Em um país no qual ser segundo ou último colocado é quase a mesma coisa, fico feliz em ver que a maioria dos fãs de vôlei está satisfeita com a prata no Grand Prix. De fato, em um momento complicado como o qual a seleção vive, terminar com duas vitórias por 3 a 0 sobre Itália e China é motivo para ter muito orgulho.

O Brasil começou mal a fase final da disputa, com uma derrota completamente inesperada sobre o Japão, foi mais ou menos contra a Polônia, deu muito trabalho ao campeão Estados Unidos e simplesmente aplicou duas surras para encerrar participação. Um bom trabalho, mas que ainda demanda muitos ajustes.

O principal deles é o passe, que de uma maneira geral foi irregular durante a competição – nem a Jaqueline, que é a Jaqueline, conseguiu render tudo o que pode neste fundamento. Curiosamente, os melhores momentos da recepção aconteceram com Natália de ponteira, ao lado da Jaque e da líbero Fabi. Uma boa surpresa, forçada pelo destino, mas que também deve ser creditada na conta do Zé Roberto e sua insistência em fazê-la treinar em outra posição.

O alerta vermelho deste campeonato fica para o revés diante das nipônicas, ocorrido quando as lesões da Mari e da Paula ainda não tinham acontecido. Depois de um primeiro set muito bom, a equipe desconcentrou, foi perdendo a paciência e acabou derrotada. No fim esse resultado nem fez tanta diferença – os EUA seriam campeões do mesmo jeito -, mas pode ser fatal em um Mundial.

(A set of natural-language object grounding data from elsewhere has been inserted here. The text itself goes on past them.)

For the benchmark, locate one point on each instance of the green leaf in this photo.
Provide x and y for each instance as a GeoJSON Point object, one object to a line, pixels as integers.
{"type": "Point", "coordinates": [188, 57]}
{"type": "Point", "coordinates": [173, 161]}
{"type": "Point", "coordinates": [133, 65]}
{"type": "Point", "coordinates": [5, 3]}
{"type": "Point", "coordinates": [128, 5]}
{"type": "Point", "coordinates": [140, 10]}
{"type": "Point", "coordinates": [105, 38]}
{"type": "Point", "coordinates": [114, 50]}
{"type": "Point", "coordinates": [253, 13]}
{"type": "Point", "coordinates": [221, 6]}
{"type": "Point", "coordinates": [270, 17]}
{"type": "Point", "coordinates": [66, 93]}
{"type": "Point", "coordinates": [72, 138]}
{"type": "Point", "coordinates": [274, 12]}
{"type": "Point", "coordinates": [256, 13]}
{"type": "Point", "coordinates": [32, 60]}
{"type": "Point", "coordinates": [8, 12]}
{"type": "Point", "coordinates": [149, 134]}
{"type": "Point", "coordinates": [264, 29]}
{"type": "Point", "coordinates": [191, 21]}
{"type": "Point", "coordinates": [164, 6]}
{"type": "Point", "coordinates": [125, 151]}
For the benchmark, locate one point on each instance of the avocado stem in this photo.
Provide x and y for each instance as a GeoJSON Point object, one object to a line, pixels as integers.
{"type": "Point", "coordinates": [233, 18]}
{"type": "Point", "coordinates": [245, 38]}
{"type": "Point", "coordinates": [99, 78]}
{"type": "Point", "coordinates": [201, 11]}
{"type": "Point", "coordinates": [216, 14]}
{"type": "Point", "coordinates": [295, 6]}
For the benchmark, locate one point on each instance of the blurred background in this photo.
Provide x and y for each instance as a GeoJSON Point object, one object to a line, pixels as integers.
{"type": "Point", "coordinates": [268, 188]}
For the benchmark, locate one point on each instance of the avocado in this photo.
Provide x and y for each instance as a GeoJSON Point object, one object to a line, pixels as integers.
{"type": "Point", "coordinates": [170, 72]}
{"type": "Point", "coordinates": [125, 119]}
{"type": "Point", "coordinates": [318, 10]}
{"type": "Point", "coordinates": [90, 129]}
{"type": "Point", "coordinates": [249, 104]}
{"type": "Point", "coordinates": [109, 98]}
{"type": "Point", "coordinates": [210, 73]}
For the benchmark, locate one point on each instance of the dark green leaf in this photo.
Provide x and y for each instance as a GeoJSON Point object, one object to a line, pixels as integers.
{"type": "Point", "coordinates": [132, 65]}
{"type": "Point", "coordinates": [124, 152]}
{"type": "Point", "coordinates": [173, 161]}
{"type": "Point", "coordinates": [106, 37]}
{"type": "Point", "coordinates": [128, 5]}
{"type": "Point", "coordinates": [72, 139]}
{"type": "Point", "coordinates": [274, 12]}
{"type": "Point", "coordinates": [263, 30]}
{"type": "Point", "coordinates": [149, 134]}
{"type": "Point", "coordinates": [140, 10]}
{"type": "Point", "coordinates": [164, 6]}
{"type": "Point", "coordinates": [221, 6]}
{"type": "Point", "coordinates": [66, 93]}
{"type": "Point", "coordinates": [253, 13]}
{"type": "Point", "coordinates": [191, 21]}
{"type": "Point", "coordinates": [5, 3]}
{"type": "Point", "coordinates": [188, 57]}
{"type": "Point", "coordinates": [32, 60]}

Quanto à derrota para as norte-americanas, foi normal. Acontece, porque a equipe delas é muito boa, estão mais entrosadas e mereceram ganhar o Grand Prix. É impossível saber se com a Paula em quadra o Brasil ganharia, até porque o jogo foi muito disputado até o fim. Os EUA agora entram para o rol de favoritos ao Mundial, mas tenho minhas dúvidas se as jovens jogadoras do time vão seguir o bom ritmo e aguentar a pressão. 

Sinceramente, acho que elas vão dar trabalho, mas não levam o Mundial. Bronze na China, a Itália certamente vai jogar bem mais que o visto esta semana, enquanto há séria possibilidade de o Japão tirar o posto de melhor asiático da China. Rússia e Cuba são grandes incógnitas.

Por fim, a minha seleção do Grand Prix:

Levantadora: Takeshita
Oposta: Hooker (Sheilla)
Ponteiras: Jaqueline e Logan Tom
Centrais: Akinradewo e Thaísa
Líbero: Fabi

Enquanto isso…

- A FIVB continua fazendo piadas em suas premiações individuais. Thaísa merecia ser a melhor sacadora, mas dar o título para Wang não foi absurdo. Agora Zhang, a comandante daquela linha de passe ridícula da China, ganhar como melhor líbero é a prova que de que nem sempre dá para confiar em estatísticas.

Amanhã eu volto com uma avaliação individual de cada jogadora do Brasil

This article has 2 comments

  1. Em muitos anos não via uma premiação perto da perfeição. Se fosse no Japão as japonesas ganhariam todos os prêmios por terem vencido BRA e ITA.

    A melhor líbero da competição foi a Sano. Mas o prêmio poderia ser de qualquer uma, nenhuma foi unanimidade. Se a Cardullo tivesse jogado talvez, mas não.

  2. Esse negócio de dar uma forçadinha de barra para o país-sede é constrangedor, especialmente quando nem se chega ao pódio. Sério mesmo que você daria “melhor sacadora” para a Wang? Ok que eles se basearam em estatísticas, mas nem sempre os números dizem a verdade… quanto à líbero, concordo.